Juba — South Sudan army chief Paul Malong, who was dismissed on Tuesday, has said he will return to the capital Juba.
The Sudan Peoples Liberation Army chief of general staff had left Juba after being sacked.
Gen Malong retreated to Yirol in Eastern Lakes State with 20 bodyguards, according to Information minister Marial Amum.
Amum said Gen Malong reported to the office of Lakes State governor.
As of Wednesday evening, he was still in Yirol, but said he would return to Juba once a plane was sent to pick him up, Amum told journalists.
"I am waiting for a plane and will return to Juba immediately it arrives," the general told a local radio station.
"I am a soldier. Moving around the country with my bodyguards should not surprise anyone or make others panic."
Gen Malong was replaced by his deputy James Ajongo Mawut.
He accepted the President Salva Kiir's decision, saying Gen Mawut was suitable for the job.
"Ajongo is a brilliant and strong officer. He has contributed a lot to this nation," he said, and urged South Sudanese to ignore "wild rumours".
He said he had no intention of waging a war against President Kiir, adding that changes in the military high command were normal.

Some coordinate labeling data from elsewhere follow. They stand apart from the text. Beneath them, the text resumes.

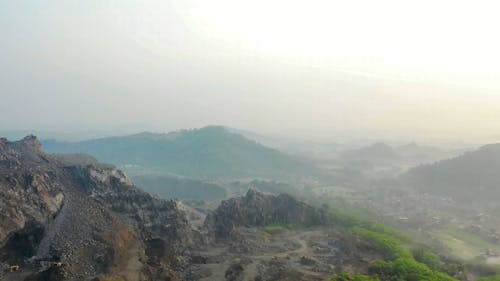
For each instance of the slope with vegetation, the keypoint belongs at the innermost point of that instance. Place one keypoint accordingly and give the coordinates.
(470, 177)
(210, 152)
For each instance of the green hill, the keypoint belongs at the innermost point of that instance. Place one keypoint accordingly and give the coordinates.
(473, 176)
(210, 152)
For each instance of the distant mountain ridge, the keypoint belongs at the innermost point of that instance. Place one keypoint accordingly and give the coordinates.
(474, 175)
(209, 152)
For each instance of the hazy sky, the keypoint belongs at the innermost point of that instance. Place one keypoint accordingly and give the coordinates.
(400, 69)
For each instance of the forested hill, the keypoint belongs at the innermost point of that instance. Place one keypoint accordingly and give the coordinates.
(474, 175)
(208, 152)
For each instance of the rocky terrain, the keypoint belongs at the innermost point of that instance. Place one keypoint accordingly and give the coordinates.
(88, 217)
(246, 244)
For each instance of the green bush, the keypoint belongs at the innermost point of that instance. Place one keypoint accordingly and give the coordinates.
(491, 278)
(428, 258)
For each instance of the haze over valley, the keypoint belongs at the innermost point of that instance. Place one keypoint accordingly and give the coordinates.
(249, 140)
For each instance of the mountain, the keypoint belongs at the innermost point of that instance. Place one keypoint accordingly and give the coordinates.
(379, 152)
(64, 220)
(66, 217)
(210, 152)
(473, 176)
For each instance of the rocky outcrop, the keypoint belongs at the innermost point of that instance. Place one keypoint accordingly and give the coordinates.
(88, 216)
(259, 209)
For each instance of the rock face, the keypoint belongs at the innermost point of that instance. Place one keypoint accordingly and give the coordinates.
(259, 209)
(88, 216)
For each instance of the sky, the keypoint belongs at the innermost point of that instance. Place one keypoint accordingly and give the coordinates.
(415, 70)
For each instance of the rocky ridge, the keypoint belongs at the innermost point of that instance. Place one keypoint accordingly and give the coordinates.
(86, 216)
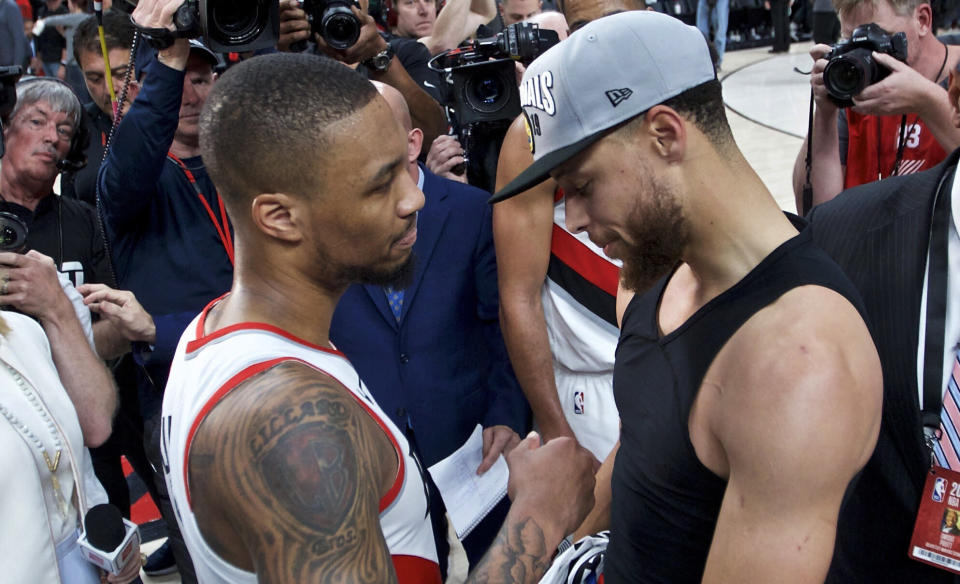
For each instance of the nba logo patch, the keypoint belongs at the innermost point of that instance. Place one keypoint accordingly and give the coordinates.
(939, 489)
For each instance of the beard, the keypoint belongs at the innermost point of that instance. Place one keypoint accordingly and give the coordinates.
(659, 234)
(398, 277)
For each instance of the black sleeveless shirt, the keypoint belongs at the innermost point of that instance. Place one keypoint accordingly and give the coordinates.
(665, 501)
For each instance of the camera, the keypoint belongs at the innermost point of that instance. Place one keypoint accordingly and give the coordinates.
(13, 232)
(228, 26)
(334, 21)
(851, 67)
(485, 90)
(8, 96)
(486, 98)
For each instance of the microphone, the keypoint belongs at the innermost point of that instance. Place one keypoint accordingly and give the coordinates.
(108, 540)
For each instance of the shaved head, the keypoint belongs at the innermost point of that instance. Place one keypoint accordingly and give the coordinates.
(397, 103)
(283, 149)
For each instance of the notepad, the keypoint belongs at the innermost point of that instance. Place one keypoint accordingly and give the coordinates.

However, it remains unclear why Gen Malong left Juba at night, on the same day he was dismissed.
Gen Ajongo has urged the international community to help the country financially as it strives to end the three-year civil war.
"Those who negotiated the peace agreement know very well that it cannot be implemented without funds," he told reporters in Juba.
"It is like they are not willing to support the government of South Sudan as it tries to implement key areas in the agreement."
Ajongo, a veteran of the liberation war, called for calm amid anxiety in Juba following changes in the military.
He admitted that the task ahead was tough.
"I know it's a difficult task, given the fact that the country is in the midst of a civil war," he said.
The appointment came at a critical time when the image of the country's military is tainted with allegations of mass civilian killings, rape, theft, torture and plunder of resources.
Since December 2013, the army has been fighting rebels allied to former vice-president Riek Machar
More militia groups have also sprung up following renewed clashes in July 2016 after the collapse of a peace deal.
Kiir's spokesman Ateny Wek Ateny dismissed reports of anxiety surrounding the dismissal of Gen Malong.
Before his sacking, Gen Malong was viewed by many South Sudanese as the power behind the throne.
The general has been accused by the UN and humanitarian agencies of war crimes and crimes against humanity.